The spy returns home after 35 years in prison

By Jaideep Sarin









Kashmir Singh


Marking the days in a dark cell, time may have stood still for Kashmir Singh — but life has moved on.

 

The former soldier who has just returned home after 35 years in a Pakistan prison is coming to terms not only with his children, now grown up, his wife, now wizened with age, but also his village of  Nangal Choran in Punjab that he says excitedly has become like Paris.

From Pakistan to a ‘Paris’ in the Indian Punjab, Kashmir Singh, who was released last week after having been condemned to solitary confinement for 35 years as an Indian spy, is awkwardly dealing with the hordes of people around him — perhaps longing for a solitary moment to absorb the tumultuous turn his life has taken.


“Mera pind taan Paris ho gaya hai (My village has turned into Paris),” he says with child-like excitement while sitting in the comfort of his new-found freedom, family and friends in his village in Nangal Choran in Punjab’s Hoshiarpur district, 140 km from the capital Chandigarh.


When he left his village one Sunday in 1973 to enter Pakistan as a spy under the assumed name of Ibrahim, he never thought that he would be away for so long.
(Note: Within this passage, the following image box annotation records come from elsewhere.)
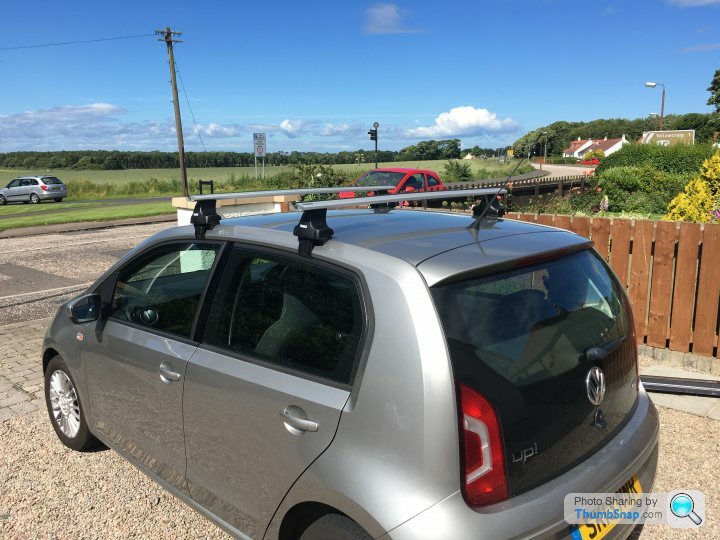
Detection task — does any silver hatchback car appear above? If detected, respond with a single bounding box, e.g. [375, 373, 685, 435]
[42, 190, 658, 540]
[0, 176, 67, 205]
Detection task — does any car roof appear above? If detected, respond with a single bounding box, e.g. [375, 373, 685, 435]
[169, 209, 592, 285]
[363, 167, 437, 174]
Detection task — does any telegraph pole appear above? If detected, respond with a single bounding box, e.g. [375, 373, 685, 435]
[155, 26, 189, 197]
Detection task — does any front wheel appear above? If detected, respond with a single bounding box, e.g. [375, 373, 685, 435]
[45, 356, 98, 451]
[300, 514, 372, 540]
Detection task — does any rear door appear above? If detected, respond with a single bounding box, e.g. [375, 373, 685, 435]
[433, 250, 638, 495]
[183, 247, 364, 537]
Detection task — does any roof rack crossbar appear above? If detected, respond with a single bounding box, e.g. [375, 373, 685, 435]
[189, 186, 397, 202]
[293, 208, 335, 257]
[293, 188, 507, 212]
[190, 199, 220, 240]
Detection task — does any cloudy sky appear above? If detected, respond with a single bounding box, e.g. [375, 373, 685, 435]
[0, 0, 720, 152]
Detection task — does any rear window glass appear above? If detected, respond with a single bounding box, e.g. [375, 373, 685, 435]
[433, 251, 628, 386]
[42, 176, 62, 185]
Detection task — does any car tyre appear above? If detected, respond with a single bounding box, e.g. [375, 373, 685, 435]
[45, 356, 99, 451]
[300, 514, 372, 540]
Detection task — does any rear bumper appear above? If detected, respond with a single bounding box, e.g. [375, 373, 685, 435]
[383, 387, 659, 540]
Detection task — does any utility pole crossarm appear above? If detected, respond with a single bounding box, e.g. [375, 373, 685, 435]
[155, 26, 189, 197]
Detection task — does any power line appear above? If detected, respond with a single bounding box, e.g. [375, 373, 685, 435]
[175, 67, 207, 152]
[0, 34, 155, 51]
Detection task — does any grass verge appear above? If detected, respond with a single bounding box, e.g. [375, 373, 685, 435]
[0, 202, 176, 231]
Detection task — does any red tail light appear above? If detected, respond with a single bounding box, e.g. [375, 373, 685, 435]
[457, 383, 508, 506]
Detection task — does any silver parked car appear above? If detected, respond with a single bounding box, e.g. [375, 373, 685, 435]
[0, 176, 67, 205]
[42, 190, 658, 539]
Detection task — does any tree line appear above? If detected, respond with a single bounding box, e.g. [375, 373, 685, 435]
[0, 139, 461, 170]
[513, 112, 720, 156]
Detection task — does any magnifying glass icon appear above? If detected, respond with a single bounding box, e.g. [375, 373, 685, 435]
[670, 493, 702, 525]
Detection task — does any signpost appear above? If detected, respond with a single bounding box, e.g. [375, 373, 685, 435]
[640, 129, 695, 146]
[253, 133, 267, 178]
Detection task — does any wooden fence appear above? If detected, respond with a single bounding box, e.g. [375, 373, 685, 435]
[506, 213, 720, 358]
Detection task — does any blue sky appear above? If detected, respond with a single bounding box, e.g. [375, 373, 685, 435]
[0, 0, 720, 152]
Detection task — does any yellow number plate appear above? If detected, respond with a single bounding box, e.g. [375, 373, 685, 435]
[572, 476, 642, 540]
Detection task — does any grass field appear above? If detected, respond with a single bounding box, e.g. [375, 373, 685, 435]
[0, 202, 176, 231]
[0, 159, 528, 189]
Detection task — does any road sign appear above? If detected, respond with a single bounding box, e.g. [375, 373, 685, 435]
[253, 133, 267, 158]
[640, 129, 695, 146]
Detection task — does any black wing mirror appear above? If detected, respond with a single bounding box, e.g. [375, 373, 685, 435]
[67, 294, 101, 324]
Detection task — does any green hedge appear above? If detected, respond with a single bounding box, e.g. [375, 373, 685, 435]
[595, 144, 714, 176]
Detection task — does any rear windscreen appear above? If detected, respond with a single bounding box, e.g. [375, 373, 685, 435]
[433, 251, 628, 386]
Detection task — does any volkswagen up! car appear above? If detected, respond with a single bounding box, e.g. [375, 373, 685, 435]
[42, 194, 658, 540]
[0, 176, 67, 205]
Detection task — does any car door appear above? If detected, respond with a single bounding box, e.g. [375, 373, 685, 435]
[83, 242, 220, 488]
[5, 178, 22, 201]
[183, 247, 365, 537]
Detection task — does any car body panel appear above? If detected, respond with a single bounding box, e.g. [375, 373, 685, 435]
[82, 319, 197, 487]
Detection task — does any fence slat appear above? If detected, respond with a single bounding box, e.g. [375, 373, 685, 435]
[693, 223, 720, 355]
[647, 221, 677, 348]
[629, 220, 654, 342]
[610, 219, 632, 291]
[590, 218, 610, 260]
[670, 223, 700, 352]
[555, 215, 570, 230]
[570, 216, 590, 238]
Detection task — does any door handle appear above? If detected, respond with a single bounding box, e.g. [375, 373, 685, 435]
[158, 362, 180, 384]
[280, 407, 320, 431]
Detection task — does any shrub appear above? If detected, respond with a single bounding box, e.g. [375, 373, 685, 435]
[665, 152, 720, 222]
[595, 144, 714, 175]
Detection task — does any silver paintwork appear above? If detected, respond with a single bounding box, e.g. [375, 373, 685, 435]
[44, 210, 658, 539]
[49, 369, 80, 439]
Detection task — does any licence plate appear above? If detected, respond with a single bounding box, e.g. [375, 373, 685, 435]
[570, 476, 642, 540]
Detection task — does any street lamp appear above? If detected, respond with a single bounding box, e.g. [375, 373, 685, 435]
[645, 81, 665, 131]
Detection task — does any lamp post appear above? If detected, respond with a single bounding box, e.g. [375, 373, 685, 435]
[645, 81, 665, 131]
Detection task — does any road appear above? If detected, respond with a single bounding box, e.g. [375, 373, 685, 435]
[0, 197, 172, 219]
[0, 222, 175, 325]
[532, 163, 595, 178]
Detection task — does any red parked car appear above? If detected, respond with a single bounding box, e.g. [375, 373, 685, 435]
[340, 167, 443, 199]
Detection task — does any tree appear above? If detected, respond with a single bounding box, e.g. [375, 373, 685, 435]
[708, 69, 720, 112]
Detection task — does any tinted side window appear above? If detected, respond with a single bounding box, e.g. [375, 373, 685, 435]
[110, 244, 220, 337]
[205, 248, 363, 383]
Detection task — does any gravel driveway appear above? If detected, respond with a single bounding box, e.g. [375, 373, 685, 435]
[0, 402, 720, 539]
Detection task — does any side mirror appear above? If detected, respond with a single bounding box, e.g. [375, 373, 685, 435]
[67, 294, 101, 324]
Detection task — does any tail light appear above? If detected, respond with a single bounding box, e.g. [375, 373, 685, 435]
[457, 383, 508, 506]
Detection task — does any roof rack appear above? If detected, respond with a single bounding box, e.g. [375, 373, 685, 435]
[188, 186, 396, 240]
[293, 188, 507, 257]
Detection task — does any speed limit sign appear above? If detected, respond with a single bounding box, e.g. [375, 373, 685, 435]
[253, 133, 267, 157]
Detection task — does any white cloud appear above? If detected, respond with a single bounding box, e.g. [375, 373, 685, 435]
[405, 106, 518, 137]
[278, 119, 304, 139]
[668, 0, 720, 7]
[318, 122, 350, 137]
[682, 43, 720, 52]
[200, 122, 240, 137]
[365, 4, 418, 34]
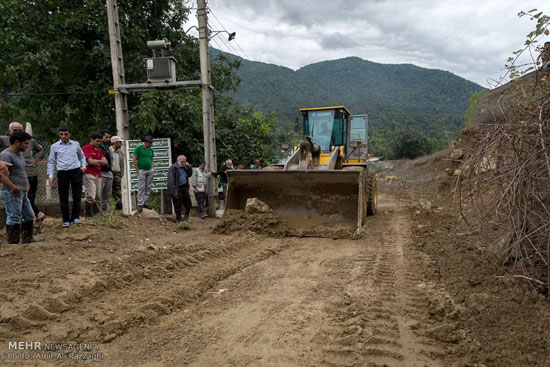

In the intervening years, his ‘kuchha’ (mud) home has been replaced by a four-room concrete and bricks structure. Two of his children, a son and a daughter, are now settled in Italy — thanks to the NRI exodus bandwagon in this Doaba belt of Punjab.


His son Amarjit arrived from Italy Thursday and has not corked his liquor bottle ever since to celebrate his father’s ‘rebirth.’  At times, under the influence of liquor, he says the media and others should leave, asking where they were in the last 35 years when the family was suffering. Other family members, including his physically challenged brother Shishpal, have to calm him down.


The balding but bearded Singh, who still does not sport a turban despite being a Sikh by religion, contradicts all theories that he converted to Islam to survive in Pakistan.
“I never converted to Islam. I don’t know from where all this is coming. Of course, as a spy, I went to Pakistan under a Muslim name and religion. That is all. On return, I wanted to wear a pant-shirt or a suit instead of the normal pathani-suit not to give an impression that I converted,” he clarifies.


Singh shed his Ibrahim name only this week when the Indian embassy in Islamabad prepared his travel documents by the name of Kashmir Singh. But the three-and-a-half decades have given him the language and accent used in Pakistan. His vocabulary is mostly Urdu-Punjabi. So hearing him address his wife as “begum” or saying things like “woh toh Allah ko pyara ho gaya” is not uncommon.